Remote Sensing (Oct 2022)

MSSDet: Multi-Scale Ship-Detection Framework in Optical Remote-Sensing Images and New Benchmark

  • Weiming Chen,
  • Bing Han,
  • Zheng Yang,
  • Xinbo Gao

DOI
https://doi.org/10.3390/rs14215460
Journal volume & issue
Vol. 14, no. 21
p. 5460

Abstract

Read online

Ships comprise the only and most important ocean transportation mode. Thus, ship detection is one of the most critical technologies in ship monitoring, which plays an essential role in maintaining marine safety. Optical remote-sensing images contain rich color and texture information, which is beneficial to ship detection. However, few optical remote-sensing datasets are open publicly due to the issue of sensitive data and copyrights, and only the HRSC2016 dataset is built for the ship-detection task. Moreover, almost all general object detectors suffer from the failure of multi-scale ship detection because of the diversity of spatial resolution and ship size. In this paper, we re-annotate the HRSC2016 dataset and supplement 610 optical remote-sensing images to build a new open source ship-detection benchmark dataset with rich multi-scale ship objects named the HRSC2016-MS dataset. In addition, we further explore the potential of a recursive mechanism in the field of object detection and propose a novel multi-scale ship-detection framework (MSSDet) in optical remote-sensing images. The success of detecting multi-scale objects depends on the hierarchical pyramid structure in the object-detection framework. However, the inherent semantic and spatial gaps among hierarchical pyramid levels seriously affect detection performance. To alleviate this problem, we propose a joint recursive feature pyramid (JRFP), which can generate semantically strong and spatially refined multi-scale features.

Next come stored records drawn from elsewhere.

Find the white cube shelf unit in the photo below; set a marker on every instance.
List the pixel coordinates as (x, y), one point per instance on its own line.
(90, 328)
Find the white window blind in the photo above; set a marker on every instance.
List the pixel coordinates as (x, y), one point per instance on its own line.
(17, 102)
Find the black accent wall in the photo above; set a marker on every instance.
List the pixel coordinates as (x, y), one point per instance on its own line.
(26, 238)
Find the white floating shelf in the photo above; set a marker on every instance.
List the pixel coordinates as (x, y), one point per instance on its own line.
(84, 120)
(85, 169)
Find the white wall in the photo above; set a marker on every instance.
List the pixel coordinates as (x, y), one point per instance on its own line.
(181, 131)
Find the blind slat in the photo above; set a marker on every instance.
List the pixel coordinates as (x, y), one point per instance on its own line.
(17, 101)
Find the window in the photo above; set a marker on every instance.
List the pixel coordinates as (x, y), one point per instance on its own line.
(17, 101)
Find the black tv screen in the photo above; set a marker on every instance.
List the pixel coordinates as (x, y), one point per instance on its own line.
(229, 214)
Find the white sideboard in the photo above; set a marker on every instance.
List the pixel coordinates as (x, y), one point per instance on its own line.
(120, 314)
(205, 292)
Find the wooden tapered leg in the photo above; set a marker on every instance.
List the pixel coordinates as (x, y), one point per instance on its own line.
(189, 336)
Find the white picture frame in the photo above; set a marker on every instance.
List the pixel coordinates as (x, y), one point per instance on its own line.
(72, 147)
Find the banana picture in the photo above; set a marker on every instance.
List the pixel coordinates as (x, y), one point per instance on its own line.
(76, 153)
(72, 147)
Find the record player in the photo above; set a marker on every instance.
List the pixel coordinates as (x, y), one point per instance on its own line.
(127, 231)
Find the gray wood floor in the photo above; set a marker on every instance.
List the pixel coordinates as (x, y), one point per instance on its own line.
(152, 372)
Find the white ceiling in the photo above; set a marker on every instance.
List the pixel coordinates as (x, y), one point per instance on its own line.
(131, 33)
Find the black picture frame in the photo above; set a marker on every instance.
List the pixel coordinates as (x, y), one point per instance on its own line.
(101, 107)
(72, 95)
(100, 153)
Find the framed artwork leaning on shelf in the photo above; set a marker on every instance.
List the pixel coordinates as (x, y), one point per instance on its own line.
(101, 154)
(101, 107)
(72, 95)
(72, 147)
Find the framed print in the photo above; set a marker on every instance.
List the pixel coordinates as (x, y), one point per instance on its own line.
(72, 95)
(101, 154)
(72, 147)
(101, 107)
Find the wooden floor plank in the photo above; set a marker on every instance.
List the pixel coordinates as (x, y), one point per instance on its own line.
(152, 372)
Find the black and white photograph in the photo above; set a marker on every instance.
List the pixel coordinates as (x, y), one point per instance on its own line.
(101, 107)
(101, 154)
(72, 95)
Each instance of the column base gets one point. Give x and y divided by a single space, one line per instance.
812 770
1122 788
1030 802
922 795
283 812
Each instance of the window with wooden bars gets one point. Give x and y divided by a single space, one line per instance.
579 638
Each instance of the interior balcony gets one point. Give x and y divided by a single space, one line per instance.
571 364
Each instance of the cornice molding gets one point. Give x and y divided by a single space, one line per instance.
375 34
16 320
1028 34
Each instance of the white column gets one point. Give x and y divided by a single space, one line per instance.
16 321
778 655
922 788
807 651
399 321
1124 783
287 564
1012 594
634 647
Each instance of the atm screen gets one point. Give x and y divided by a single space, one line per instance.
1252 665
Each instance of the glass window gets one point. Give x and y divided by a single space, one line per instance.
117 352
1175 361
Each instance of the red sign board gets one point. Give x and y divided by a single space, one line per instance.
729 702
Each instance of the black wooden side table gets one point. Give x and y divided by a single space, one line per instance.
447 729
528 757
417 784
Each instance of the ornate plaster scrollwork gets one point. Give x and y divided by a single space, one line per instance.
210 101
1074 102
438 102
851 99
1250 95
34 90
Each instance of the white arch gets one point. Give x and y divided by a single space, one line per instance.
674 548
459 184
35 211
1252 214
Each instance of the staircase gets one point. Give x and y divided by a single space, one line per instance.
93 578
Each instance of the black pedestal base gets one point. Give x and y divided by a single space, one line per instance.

Extensive experiments were conducted on the HRSC2016-MS, HRSC2016, and DIOR datasets. Detailed ablation studies directly demonstrated the effectiveness of the proposed JRFP architecture and also showed that the proposed method has excellent generalizability. Comparisons with state-of-the-art methods showed that the proposed method achieves competitive performance, i.e., 77.3%, 95.8%, and 73.3% mean average precision accuracy on the HRSC2016-MS, HRSC2016, and DIOR datasets, respectively.